Closed Bug 608004 Opened 14 years ago Closed 14 years ago

l10n repack jobs should be able to do multiple repacks per job

Categories

(Release Engineering :: General, defect, P4)

Product:

Component:

Platform:

All

macOS

Type:

defect

Priority:

P4

Severity:

normal

Tracking

(Not tracked)

Status:

RESOLVED FIXED

People

(Reporter: bhearsum, Unassigned)

References

Details

(Whiteboard: [l10n])

Attachments

(1 file, 3 obsolete files)

l10n repack logic, in a script! 14 years ago bhearsum@mozilla.com (:bhearsum) 15.67 KB, patch	Pike : review-	Details \| Diff \| Splinter Review
updated scripts 14 years ago bhearsum@mozilla.com (:bhearsum) 24.38 KB, patch	Pike : review-	Details \| Diff \| Splinter Review
buildbotcustom changes 14 years ago bhearsum@mozilla.com (:bhearsum) 8.47 KB, patch		Details \| Diff \| Splinter Review
scripts updated with purge_builds and a few other things 14 years ago bhearsum@mozilla.com (:bhearsum) 31.14 KB, patch	catlee : review+ bhearsum : checked-in+	Details \| Diff \| Splinter Review

bhearsum@mozilla.com (:bhearsum)

Reporter

Description

•

14 years ago

We currently fire 1 job for every locale, which means that we deal with setup/teardown cost per locale, even though a single slave ends up dealing with many jobs for a set of repacks. We should be able to do N repacks in a job to save (setup/teardown cost) * N-1. This is especially helpful in releases where l10n repacks affect end to end time non-trivially.

bhearsum@mozilla.com (:bhearsum)

Reporter

Updated

•

14 years ago

Depends on: 608005

Armen [:armenzg]

Comment 1

•

14 years ago

We also have to make sure that we can report the logs of each locale individually as we post to each sub-tinderbox page ("Mozilla-l10n-$locale"). I guess we also have to give to each locale the right exit status rather than share the same job exit status (as some locales can be red, others oranges and others green). Axel, anything else for us to watch for?

Whiteboard: [l10n]

bhearsum@mozilla.com (:bhearsum)

Reporter

Comment 2

•

14 years ago

Do people still use that? I thought everyone was looking at the dashboard these days. I'd argue that we shouldn't make design decisions based on Tinderbox support, too. Status for new things should come through Buildbot JSON.

Axel Hecht [:Pike]

Comment 3

•

14 years ago

According to my coconuts (sorry, should put that online, but busy with l10n-changesets), l10n-repacks spend their time in three steps, generally: configure installers partial mar configure is not really sweet, but not too bad, either. installers and partial take the biggest part, varying by platform. Sounds like a premature optimization. And yes, if we tune our infrastructure to reporting, it should be forwards, not backwards. PS: coconuts is a django app on top of the status db dumps that catlee put up.

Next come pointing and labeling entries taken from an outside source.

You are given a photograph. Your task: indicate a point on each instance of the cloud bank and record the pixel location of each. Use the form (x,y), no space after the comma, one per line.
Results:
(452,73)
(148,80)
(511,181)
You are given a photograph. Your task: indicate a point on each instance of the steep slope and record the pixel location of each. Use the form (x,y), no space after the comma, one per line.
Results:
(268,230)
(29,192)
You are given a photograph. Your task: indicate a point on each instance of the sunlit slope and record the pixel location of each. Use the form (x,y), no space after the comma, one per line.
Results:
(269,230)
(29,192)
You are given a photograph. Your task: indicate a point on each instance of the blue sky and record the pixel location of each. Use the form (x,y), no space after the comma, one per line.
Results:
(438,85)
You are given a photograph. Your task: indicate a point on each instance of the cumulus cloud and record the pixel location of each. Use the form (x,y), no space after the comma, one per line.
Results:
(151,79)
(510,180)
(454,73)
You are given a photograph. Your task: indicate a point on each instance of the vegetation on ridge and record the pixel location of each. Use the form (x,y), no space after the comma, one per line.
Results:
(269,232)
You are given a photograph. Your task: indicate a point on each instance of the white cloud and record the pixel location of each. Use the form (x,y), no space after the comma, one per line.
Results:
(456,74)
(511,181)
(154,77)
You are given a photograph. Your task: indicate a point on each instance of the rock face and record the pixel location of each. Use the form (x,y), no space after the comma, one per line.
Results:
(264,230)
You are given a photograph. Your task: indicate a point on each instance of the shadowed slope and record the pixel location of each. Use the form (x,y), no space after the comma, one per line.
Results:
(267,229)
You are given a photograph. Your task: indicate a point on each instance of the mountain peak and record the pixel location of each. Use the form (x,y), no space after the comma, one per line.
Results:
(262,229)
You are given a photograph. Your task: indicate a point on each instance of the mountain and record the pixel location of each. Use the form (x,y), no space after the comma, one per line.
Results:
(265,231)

bhearsum@mozilla.com (:bhearsum)

Reporter

Comment 4

•

14 years ago

(In reply to comment #3) > According to my coconuts (sorry, should put that online, but busy with > l10n-changesets), l10n-repacks spend their time in three steps, generally: > > configure > installers > partial mar > > configure is not really sweet, but not too bad, either. installers and partial > take the biggest part, varying by platform. configure alone adds about 30 minutes on the end2end time on Windows. (~30s * 74 locales) -- when we're talking about an overall end2end time of 6 hours, that's pretty significant. > Sounds like a premature optimization. Optimization is only part of this. The other parts are: - Moving logic out of BuildFactory's - Enabling one-build-per-builder releases, which helps a ton in the scheduling area. > And yes, if we tune our infrastructure to reporting, it should be forwards, not > backwards. Sorry, I don't quite follow. The specific thing I'm concerned about is: Is it a requirement that l10n builds send mail to the per-locale Tinderbox trees?

Axel Hecht [:Pike]

Comment 5

•

14 years ago

If we run configure via make -f client.mk /Users/axelhecht/src/central/mozilla-central/../fx-debug/Makefile that should stop being an issue. Requires mozconfigs to be used, though. I don't see any value moving logic or one-build-per-builder, from the given context. Regarding reporting, anything that makes reporting harder is a no-go, basically. That's true in this very abstract form, independent on whether that's affecting existing or non-existing reports. Just generally, reporting is much more important than scheduling.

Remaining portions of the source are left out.